13 MR. DALE: To jump in here though, there was some
14 insurers that were doing that, Larry.
15 MR. JONES: They obviously had figured that out
16 and put that into their premium, misapplied the law,
17 according to Judge McCarter. I may object but I would like
18 to have a chance to follow up, perhaps submit an affidavit.

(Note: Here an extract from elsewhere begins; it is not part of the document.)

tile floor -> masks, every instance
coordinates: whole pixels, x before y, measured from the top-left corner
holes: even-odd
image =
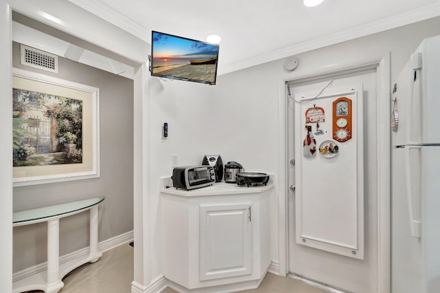
[[[72,272],[59,293],[130,293],[133,279],[133,248],[128,243],[103,253],[95,263]],[[258,289],[245,293],[326,293],[326,291],[289,277],[267,274]],[[42,291],[32,291],[32,293]],[[162,293],[175,293],[166,288]]]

19 MR. ANGEL: My understanding though, if you're
20 talking about the risk that the carrier would have to pay
21 an impairment rating for somebody that was disabled up to
22 100 percent, that's a known risk and always has been.
23 MR. JONES: As I understand the impact of FFR, you
24 get your full Perm Total rate and then you got on top,
25 stacked on top of that, the impairment rating, which
0013
1 heretofore not all companies were doing. And so there may
2 not be question -- maybe it's already in the actuarial base
3 because I'd like a chance to see it. In fact, it was
4 rolled into the premium.
5 THE COURT: Or whether they even considered it.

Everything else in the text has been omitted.